Mission Control on the Mac is a very useful tool that enables you to create and use multiple virtual desktops. OS X calls them spaces. If you are lucky enough to have a big screen iMac then you probably don't need more desktops, but the ability to have multiple desktops is really useful when working on small screens on MacBooks. Mission Control looks straightforward, but there may be features you have not yet discovered. Here we reveal them.

Mission Control is activated by clicking the icon in the Dock at the bottom of the screen or by pressing the hotkey. If you are typing then it is easier to keep your hands on the keyboard and hit the key, but which one? Click the Apple menu, select System Preferences and then Mission Control. A list of hotkeys is displayed and pressing F9, or whatever key is listed, activates it.

Mission Control in OS X

View and add more spaces
At the top of the screen are the thumbnail images of the desktops or spaces (OS X can't make its mind up) that are available and the first one is Dashboard. Click it and the Dashboard is displayed and you can add and use widgets - mini apps - on the desktop.

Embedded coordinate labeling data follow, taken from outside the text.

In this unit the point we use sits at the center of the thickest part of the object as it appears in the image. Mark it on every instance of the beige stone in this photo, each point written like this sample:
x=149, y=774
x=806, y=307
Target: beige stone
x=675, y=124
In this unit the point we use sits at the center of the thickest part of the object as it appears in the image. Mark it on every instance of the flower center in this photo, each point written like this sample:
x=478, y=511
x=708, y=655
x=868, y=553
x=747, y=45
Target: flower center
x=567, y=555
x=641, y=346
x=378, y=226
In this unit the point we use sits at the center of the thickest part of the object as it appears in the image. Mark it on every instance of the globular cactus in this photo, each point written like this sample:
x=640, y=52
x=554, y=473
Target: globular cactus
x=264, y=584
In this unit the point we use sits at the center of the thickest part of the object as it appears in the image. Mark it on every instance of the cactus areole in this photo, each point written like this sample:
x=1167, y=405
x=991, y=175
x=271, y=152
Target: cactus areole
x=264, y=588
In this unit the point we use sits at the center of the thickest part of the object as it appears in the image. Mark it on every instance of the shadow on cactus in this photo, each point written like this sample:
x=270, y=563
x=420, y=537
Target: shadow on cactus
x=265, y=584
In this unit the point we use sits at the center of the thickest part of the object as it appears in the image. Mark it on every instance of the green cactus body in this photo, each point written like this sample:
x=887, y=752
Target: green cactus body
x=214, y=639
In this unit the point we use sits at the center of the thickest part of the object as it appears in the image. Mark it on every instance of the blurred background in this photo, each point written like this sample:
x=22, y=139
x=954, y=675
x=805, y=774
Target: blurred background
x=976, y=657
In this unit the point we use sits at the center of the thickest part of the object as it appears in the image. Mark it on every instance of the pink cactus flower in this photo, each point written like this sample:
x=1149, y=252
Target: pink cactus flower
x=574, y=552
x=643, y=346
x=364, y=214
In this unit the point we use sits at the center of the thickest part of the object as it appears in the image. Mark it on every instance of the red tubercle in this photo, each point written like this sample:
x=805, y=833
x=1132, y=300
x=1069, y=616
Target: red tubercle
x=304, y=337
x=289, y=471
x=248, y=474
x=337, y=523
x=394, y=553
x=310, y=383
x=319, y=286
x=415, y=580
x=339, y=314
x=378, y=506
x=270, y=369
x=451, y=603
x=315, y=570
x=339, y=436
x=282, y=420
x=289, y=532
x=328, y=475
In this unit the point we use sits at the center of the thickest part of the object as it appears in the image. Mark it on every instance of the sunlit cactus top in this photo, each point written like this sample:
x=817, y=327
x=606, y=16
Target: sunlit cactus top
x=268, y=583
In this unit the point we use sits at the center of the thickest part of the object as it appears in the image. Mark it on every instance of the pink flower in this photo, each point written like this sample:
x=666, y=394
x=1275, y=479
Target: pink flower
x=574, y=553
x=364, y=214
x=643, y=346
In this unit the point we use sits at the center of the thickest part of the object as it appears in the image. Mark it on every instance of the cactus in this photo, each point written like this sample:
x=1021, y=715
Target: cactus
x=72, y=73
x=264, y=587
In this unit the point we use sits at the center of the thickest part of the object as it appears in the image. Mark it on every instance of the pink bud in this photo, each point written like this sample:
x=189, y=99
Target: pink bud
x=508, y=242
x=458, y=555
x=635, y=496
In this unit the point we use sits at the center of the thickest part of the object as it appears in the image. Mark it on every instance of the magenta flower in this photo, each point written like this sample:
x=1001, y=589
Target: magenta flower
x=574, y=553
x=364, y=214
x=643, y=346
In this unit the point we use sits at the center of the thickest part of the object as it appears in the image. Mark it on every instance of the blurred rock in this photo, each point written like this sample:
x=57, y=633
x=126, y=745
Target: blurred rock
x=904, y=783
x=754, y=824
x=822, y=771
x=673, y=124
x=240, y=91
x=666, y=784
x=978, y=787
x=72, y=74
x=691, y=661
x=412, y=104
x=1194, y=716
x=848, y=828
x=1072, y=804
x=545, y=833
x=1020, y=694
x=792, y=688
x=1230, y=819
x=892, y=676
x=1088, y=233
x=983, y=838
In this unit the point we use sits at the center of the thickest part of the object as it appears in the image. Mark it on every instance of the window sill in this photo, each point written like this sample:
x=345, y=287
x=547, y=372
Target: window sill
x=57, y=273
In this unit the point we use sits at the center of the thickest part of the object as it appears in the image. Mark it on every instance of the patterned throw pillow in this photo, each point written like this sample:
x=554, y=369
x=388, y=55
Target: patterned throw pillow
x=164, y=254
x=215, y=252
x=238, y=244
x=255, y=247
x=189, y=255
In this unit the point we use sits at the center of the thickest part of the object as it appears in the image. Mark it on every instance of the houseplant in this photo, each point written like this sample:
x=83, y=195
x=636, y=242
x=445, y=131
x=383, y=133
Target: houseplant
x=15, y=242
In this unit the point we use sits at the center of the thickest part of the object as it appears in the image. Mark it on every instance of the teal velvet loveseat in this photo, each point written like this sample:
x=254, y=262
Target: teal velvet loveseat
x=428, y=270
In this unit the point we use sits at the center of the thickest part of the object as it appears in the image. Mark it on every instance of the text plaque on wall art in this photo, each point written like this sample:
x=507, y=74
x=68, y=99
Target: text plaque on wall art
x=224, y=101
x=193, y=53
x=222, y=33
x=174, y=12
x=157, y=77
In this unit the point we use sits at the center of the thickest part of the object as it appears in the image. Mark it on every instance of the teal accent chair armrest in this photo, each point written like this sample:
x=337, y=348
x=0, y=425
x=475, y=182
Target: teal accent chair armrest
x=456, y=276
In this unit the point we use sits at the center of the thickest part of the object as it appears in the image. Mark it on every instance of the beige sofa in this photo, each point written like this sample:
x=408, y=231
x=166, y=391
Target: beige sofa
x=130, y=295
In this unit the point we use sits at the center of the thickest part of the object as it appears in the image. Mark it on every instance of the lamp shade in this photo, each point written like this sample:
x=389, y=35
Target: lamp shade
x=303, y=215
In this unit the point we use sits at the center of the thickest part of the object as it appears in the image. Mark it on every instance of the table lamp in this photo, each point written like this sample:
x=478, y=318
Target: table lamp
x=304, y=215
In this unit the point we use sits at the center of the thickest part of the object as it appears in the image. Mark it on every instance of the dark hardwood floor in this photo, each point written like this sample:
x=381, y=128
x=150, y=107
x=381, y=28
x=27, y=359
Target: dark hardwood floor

The next is the main desktop and it is labelled Desktop 1. You've got to have the Dashboard and at least one desktop, so these are fixed and cannot be changed. Other desktops are optional and you can add as many as you need. Move the mouse to the top right corner of the screen and an image appears showing part of a new desktop with a plus symbol on it. Click it and a new desktop is added. New desktops are labelled Desktop 2, Desktop 3 and so on.

When a desktop is clicked, it becomes the current desktop and you can easily switch from one desktop to another by pressing the hotkey and then clicking the thumbnail at the top. There is an alternative way though.

Keyboard shortcut
Go to System Preferences, click Keyboard and then select the Keyboard Shortcuts tab. Select Mission Control in the list on the left and you'll see the hotkeys on the right. Expand the Mission Control entry on the right by clicking the little triangle next to it if it isn't already expanded. Below it shows the shortcuts for each desktop and for moving a space to the left or right. To switch to desktop 1 you press Command+1, desktop 2 is Command+2 and so on. Move left a space and Move right a space, mean switching to the previous or next desktop. So if you are on desktop 2 you can move to desktop 1 or to desktop 3.

Mission Control in OS X

If no keyboard shortcut is displayed or you want to change the current assignment, click at the right side of Move left a space. Press the shortcut you would like to use, such as Ctrl+left arrow key to move left a space (desktop) or Ctrl+right arrow key to move to the right space (desktop). It is quick and easy to switch desktops using these keyboard showrtcuts, especially when you are typing and have your hands on the keyboard.

Activate Mission Control and the desktop thumbnails are displayed at the top of the screen. The rest shows the current desktop and windows. If you want to move an app or window from the current desktop to a different one, click and drag it to the new desktop.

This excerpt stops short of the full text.